1> Give the Vertol a range-1 bombardment attack with strength roughly equal to its melee strength. The only difference between this and what it has now is that the Vertol will take no damage when attacking any more, since it'll use this missile attack instead of its old short-range attack. I'm actually okay with this; they were a bit too fragile in my experience. In my last game I sent a pair of Vertols off to a distant location to protect a city-state ally, and then to hit the opposite end of an enemy's empire. But, each would generally only get one good attack in before it'd be too weak to continue and I'd have to retreat to rest. This was just too little effect for the investment, so switching to a ranged attack would definitely help.
This change would also help justify my previous choice to make them a 2-resource Dilithium-based unit, which had made them too expensive to mass produce. It also adds a bigger gap between the Vertol and the much cheaper Skimmer (which unlock at the same tech), since both are fast land units that ignore terrain. The Skimmer has some anti-air ability and upgrades from your Mechanized Infantry, so they're far more valuable at present, and I'd like to change that.
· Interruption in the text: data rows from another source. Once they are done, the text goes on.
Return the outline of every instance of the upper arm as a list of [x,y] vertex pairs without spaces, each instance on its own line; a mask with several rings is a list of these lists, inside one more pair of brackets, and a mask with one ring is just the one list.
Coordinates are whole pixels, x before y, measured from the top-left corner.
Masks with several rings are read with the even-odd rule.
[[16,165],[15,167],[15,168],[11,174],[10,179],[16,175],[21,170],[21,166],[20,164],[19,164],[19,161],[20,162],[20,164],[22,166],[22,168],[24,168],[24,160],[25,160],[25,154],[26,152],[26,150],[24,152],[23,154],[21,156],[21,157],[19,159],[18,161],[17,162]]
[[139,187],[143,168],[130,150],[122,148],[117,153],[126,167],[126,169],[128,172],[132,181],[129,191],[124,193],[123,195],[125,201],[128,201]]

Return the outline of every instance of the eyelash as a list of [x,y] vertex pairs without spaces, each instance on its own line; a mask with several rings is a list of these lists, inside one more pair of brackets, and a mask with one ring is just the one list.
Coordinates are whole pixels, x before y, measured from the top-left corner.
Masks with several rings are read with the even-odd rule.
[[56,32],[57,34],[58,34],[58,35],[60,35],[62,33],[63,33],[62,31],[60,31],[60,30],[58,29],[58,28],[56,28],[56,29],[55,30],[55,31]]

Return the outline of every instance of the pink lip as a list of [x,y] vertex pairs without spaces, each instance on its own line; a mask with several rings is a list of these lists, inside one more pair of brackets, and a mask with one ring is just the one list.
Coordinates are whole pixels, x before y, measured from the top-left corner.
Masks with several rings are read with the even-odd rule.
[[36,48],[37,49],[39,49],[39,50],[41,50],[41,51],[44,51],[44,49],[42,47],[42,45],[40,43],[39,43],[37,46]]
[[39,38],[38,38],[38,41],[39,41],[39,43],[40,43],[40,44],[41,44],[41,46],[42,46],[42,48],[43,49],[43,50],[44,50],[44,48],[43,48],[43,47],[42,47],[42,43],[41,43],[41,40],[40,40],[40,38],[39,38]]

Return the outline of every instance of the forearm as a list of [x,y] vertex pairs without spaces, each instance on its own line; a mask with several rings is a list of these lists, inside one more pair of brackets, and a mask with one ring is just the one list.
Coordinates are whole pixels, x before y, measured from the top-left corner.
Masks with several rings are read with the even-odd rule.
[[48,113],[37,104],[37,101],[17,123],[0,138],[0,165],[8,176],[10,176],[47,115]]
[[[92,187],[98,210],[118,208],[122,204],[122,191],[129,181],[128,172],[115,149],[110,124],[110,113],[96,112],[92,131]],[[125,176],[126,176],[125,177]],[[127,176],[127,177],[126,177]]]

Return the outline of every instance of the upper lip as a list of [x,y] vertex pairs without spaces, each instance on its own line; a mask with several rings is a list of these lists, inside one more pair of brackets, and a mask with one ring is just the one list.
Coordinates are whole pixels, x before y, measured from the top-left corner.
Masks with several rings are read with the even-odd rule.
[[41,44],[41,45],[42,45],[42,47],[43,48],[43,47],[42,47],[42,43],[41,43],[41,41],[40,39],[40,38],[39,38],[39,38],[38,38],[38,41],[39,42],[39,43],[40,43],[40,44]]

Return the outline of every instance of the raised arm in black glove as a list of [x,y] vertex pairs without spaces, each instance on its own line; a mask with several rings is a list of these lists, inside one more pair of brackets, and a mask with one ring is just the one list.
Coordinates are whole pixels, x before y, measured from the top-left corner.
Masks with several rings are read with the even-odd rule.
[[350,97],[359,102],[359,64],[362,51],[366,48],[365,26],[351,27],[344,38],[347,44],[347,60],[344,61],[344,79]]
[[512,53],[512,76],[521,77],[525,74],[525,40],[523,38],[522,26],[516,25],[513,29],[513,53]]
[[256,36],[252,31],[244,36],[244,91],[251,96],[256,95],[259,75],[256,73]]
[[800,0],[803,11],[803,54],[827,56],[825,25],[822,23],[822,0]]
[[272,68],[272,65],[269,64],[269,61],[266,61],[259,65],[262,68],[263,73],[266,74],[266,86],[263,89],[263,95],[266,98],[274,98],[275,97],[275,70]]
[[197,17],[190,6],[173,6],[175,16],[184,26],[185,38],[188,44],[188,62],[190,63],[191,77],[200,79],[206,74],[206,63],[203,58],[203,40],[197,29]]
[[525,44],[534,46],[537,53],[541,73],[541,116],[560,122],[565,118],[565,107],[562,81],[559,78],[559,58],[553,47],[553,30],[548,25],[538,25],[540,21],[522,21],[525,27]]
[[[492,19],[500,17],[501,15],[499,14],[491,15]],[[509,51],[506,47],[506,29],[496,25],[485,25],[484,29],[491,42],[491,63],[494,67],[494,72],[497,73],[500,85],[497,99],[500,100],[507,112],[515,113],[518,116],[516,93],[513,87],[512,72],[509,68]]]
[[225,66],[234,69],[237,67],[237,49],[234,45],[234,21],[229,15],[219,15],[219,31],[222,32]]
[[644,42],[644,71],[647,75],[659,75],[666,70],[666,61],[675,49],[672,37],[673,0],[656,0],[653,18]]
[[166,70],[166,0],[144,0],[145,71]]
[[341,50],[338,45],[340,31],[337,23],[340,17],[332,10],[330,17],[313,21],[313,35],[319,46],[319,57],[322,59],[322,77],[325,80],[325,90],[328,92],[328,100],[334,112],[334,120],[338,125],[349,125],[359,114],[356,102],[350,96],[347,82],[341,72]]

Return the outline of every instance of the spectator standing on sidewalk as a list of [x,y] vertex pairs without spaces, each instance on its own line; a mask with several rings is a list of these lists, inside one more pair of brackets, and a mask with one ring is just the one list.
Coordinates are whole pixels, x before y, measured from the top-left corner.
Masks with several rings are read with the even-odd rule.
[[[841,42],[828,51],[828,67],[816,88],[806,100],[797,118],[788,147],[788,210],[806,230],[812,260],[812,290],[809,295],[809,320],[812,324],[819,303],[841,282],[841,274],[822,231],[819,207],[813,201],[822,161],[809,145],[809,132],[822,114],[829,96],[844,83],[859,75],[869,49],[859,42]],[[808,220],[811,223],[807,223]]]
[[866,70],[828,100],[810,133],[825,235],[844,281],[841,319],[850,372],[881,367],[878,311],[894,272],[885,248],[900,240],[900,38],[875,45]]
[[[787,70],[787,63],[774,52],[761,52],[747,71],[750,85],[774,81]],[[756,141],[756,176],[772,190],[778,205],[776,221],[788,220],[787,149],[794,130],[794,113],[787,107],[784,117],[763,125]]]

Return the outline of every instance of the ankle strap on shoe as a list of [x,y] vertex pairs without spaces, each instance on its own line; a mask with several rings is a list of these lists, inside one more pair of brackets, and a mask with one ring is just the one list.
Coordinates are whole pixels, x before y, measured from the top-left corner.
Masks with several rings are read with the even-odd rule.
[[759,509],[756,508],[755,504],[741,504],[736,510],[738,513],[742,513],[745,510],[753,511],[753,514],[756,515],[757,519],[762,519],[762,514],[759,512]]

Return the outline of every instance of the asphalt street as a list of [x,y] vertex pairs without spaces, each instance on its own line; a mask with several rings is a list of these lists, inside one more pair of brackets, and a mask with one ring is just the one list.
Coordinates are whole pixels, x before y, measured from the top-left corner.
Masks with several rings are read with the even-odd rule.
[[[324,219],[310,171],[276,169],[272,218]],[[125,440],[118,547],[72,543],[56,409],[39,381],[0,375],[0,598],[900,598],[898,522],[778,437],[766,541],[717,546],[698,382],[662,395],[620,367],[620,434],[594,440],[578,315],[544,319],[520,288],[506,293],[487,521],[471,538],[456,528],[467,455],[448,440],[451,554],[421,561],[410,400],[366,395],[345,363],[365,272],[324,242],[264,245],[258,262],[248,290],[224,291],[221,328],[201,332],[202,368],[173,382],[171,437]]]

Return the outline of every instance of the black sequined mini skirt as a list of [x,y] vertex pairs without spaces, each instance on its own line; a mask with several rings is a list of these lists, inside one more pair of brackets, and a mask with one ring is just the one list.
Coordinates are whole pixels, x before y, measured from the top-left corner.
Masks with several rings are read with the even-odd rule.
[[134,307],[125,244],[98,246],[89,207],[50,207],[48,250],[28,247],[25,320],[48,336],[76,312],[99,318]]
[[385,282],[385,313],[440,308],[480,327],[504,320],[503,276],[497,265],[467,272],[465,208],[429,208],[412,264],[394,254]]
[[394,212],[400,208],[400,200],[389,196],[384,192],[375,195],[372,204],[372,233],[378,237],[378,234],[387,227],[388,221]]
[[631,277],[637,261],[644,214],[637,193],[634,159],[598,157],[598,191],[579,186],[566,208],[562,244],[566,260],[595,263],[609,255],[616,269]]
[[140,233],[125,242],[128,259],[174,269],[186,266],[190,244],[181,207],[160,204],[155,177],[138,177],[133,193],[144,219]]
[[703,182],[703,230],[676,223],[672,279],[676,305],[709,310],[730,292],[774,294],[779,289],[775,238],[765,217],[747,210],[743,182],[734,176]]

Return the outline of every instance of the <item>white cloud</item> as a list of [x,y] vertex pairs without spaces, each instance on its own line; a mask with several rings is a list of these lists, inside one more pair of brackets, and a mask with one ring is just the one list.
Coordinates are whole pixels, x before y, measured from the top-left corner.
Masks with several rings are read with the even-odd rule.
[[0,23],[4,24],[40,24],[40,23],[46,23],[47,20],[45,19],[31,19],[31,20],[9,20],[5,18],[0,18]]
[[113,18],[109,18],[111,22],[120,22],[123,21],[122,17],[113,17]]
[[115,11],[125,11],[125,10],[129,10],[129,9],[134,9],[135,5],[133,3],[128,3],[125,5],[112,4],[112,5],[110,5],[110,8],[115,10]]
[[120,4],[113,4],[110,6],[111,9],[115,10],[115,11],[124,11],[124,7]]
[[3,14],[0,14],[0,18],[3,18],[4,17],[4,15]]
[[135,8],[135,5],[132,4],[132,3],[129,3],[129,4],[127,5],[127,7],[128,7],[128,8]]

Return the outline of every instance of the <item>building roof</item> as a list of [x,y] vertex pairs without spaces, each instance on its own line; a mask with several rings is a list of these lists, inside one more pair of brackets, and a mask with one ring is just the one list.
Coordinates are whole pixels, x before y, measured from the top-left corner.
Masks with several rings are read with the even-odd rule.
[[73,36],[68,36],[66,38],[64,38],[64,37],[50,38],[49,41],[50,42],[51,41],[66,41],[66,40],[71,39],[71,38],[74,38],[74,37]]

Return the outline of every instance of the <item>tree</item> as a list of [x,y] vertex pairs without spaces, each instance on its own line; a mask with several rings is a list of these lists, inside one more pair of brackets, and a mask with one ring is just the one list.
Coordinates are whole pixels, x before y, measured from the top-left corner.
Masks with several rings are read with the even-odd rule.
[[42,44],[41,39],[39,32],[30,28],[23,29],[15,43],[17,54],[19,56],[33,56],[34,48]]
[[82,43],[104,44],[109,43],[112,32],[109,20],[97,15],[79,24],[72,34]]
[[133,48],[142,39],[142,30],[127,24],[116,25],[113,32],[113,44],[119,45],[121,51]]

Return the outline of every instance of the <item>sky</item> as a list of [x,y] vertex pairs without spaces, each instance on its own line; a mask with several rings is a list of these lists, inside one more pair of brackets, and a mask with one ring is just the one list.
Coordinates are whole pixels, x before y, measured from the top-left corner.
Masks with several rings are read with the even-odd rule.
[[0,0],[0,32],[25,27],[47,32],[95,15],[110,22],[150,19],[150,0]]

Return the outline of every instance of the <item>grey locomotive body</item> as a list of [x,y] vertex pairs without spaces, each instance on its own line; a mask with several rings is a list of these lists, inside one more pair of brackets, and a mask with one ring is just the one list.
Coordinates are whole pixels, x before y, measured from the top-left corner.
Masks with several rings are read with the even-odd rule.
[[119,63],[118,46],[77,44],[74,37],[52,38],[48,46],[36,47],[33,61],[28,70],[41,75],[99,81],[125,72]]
As a result, Vertols will be able to knock a city down to 1HP, but won't be able to capture them. The main downside is that as an Armor unit, the vertol cannot select ranged attack promotions (although I could always switch them to Siege...). I'm okay with this; their promotions will be more about mobility or defense than anything else. Now, I also like this because it provides a nice midpoint between the long-ranged attacks of the Plasma Artillery and air units and the "melee" attacks of the gravtanks/skimmers/infantry. So even if I eventually find a way to enable their city attacks, I might still keep this change.

2> Likewise, the Nessus Worm (and its Wild variant) will gain a range-1 bombardment attack with strength comparable to its melee strength. Godzilla will have his fire breath this way, and can use it on a city. As with the Vertol above, this only really means that it'll take no damage when attacking. Since the Nessus has full regeneration AND the Titan defensive boost, this isn't much of an issue anyway.
As above, nessi will be able to knock a city down to 1HP, but won't be able to capture. This makes perfect sense; you didn't see Godzilla setting up a nest in Tokyo, outside of the stupid U.S. remake; he'd come in and devastate the place, and then move on. Or in this case, the Nessus will knock down the defenses, and some mind worms or chiron locusts will move in and infest the place.

I'd actually toyed with adding a bit of "event" logic, where you couldn't build Titan units until after your empire had defeated a Nessus at least once, instead of just tying it to a project like the Ascetic Virtues. After all, Godzilla inspired MechaGodzilla... but this was impractical for a lot of reasons. Still, I'm hoping that most games will have a point in the Fusion Era where you're faced with a rampaging Wild Nessus and scramble to stop it with needlejets and gravtanks as you wait to unlock your own Titans.
One possibility I'm looking at now is to add a second mini-Breakout when the Barbarian faction enters the Fusion Era, where it doesn't just unlock Nessi and Chirons on the standard spawn table, but also manually spawns a few clusters of them on the map (like how the normal Breakout spawns mind worms on land and Isles on the sea without any accompanying Spore Towers). This might be a little rough on the more isolated city-states, but I actually like the idea of a diplomatic win effectively becoming impossible if you wait too long, and this'd be a decent way to do that.

3> The Gravship will remain unchanged. It won't be able to capture cities, but again, a giant floating ship in the sky isn't exactly the best choice for an occupying force in the first place, and if you have one of these then I'm sure you also have plenty of ground units to finish the job. Likewise, there's no need to add a ranged attack to the Former (the fourth all-terrain unit) because it can't make attacks in the first place.